Бросился Георгий вдогонку — пропадай последние сапоги!
В грязи бесовского племени засело — на каждый скок по чертовой дюжине. Прыгнешь, а бесы за сапоги цепляются, к себе тянут, известное дело — орда босоногая.
Взмок Георгий, шапку уронил — не поднял, некогда.
Не упустил боярыню! Поворотили кони к великим каменным палатам князя Черкасского. Ворота перед поездом распахнулись, но в тот же миг дверца в карете отошла, и боярыня выглянула из дверцы и засмеялась. Так славно засмеялась, что сердце у него — солнышком, да тут же
и взвизгнуло по-собачьему, словно конь на лапу наступил, — то затворились за каретою дубовые с железными узорами ворота.
Глянул Георгий на себя — в грязи по самую грудь. Подошвы на сапогах хлюпают, простоволос… А весны в нем все ж не убавилось: смеялась княгиня-то, ласково смеялась.
Утро над Москвой явилось румяное, облака взгромоздили белый город. Георгий засмотрелся в чистую свою Яузу, дождался, пока плеснула на середине большая рыба, и зашагал по мосту. Подручные хозяина, подмастерья да ученики, давно уж работают, это он гуляет, сказал, что на исповедь идет.

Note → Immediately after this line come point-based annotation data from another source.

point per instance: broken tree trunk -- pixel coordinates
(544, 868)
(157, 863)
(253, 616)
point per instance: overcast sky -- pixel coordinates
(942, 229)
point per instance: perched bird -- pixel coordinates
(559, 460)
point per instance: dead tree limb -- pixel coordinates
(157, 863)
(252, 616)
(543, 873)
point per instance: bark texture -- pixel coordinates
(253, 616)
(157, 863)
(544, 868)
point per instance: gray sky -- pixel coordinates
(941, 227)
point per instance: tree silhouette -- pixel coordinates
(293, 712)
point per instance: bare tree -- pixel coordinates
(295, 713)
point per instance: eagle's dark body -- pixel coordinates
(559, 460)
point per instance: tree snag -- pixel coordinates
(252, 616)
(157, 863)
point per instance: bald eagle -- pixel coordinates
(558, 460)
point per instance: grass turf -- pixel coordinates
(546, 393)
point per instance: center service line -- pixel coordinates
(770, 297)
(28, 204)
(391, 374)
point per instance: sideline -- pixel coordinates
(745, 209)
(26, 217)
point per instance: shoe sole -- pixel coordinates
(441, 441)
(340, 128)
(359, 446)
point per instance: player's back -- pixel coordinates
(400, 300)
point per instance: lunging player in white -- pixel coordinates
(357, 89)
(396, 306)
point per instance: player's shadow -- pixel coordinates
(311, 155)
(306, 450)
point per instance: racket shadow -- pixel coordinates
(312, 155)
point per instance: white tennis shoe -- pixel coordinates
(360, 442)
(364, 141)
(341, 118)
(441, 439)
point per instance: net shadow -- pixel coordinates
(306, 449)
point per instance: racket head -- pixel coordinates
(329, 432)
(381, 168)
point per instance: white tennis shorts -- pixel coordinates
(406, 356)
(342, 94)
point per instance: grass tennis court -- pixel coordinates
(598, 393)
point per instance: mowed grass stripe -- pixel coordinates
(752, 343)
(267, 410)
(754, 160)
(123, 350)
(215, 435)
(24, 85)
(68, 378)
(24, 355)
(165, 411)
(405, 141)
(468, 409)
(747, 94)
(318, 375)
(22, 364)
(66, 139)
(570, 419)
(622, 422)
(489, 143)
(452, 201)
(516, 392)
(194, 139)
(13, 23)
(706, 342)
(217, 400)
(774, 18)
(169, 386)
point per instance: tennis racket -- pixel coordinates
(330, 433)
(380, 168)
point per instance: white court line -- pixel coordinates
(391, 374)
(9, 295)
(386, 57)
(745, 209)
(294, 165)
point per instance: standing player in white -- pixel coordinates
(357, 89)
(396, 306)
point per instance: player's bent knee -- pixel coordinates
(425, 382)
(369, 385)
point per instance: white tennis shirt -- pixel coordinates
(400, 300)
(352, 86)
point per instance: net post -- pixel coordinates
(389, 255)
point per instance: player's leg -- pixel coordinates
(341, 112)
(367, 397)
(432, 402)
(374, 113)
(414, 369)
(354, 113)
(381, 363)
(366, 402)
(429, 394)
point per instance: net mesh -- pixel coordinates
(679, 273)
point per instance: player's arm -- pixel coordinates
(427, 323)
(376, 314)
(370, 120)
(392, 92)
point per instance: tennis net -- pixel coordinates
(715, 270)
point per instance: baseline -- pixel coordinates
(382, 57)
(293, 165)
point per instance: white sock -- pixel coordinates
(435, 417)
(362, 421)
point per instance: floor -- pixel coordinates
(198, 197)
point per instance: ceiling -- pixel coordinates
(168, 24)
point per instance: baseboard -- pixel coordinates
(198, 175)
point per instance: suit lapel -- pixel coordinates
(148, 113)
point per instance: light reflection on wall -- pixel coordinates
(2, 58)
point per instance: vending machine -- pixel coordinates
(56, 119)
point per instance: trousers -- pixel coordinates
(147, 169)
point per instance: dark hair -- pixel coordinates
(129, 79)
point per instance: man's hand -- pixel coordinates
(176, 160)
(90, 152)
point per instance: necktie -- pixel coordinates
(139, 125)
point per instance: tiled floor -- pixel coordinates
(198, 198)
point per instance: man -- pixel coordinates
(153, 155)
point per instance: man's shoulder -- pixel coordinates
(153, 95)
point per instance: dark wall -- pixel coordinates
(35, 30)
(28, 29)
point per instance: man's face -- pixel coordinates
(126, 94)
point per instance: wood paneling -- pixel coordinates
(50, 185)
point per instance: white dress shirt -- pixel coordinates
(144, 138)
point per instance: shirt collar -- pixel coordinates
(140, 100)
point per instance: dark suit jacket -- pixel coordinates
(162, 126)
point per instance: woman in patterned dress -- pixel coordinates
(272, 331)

Мыловарня, где варили мыло и лили свечи, стояла в Скороде на берегу Яузы. Тяжелый, севший на траву и деревья дух салотопки разогнал на все четыре стороны деревянные избы слободы.
Оттого хозяин мыловарни и жил припеваючи. Огород у него был огромный, а на том огороде мыловарщик дыни выращивал. Сладкие, большие, по пуду. Ученикам мыло- варщика лихо приходилось: вся грязь на салотопке — им, и весь огород на их плечах. Возни с дынями было много. Семена мочили в подслащенном молоке и в настое дождевой воды, размешивая в нем старый овечий помет. Чистили чужие конюшни, навоз возили возами. Землю с огорода снимали на добрых два локтя. Застилали яму навозом, навоз землей и уж потом только сажали семена, делая борозды в пол-локтя глубиной и покрывая их сверху слюдяными рамами.
Георгий вот уже четыре года был в учениках. Сам из крестьян, на отходе, отпущенный на учебу из патриаршей слободы Троице-Нерльского монастыря. За четыре года он возненавидел мыло и свечи, своего хозяина, дыни и весь стольный град. Учеба подходила к концу. Скоро назад, в монастырскую слободу, опять же мыло варить да свечи лить.
— Георгий! — крикнул хозяин, едва он переступил порог.
— Слушаю, хозяин.
— Поди в амбар. Сто свечей холопу князя Никиты Ивановича Одоевского отпусти. Деньги я получил.
Вонючий мыловарщик, а тоже не без гордыни: вишь, мол, сам князь уважение оказывает — у меня свечи берет!
Георгий, не в силах согнать с лица ехидную улыбочку, шел к амбару, позванивая связкой ключей. Отомкнул замок, снял железную задвижку с пробоя, отворил дверь и сразу почувствовал неладное. Глянул по сторонам, под крышу — и обомлел. На стропилах, сжавшись, сидел человек. Рубаха пузырем, а пузырь торчковатый, свечами набит.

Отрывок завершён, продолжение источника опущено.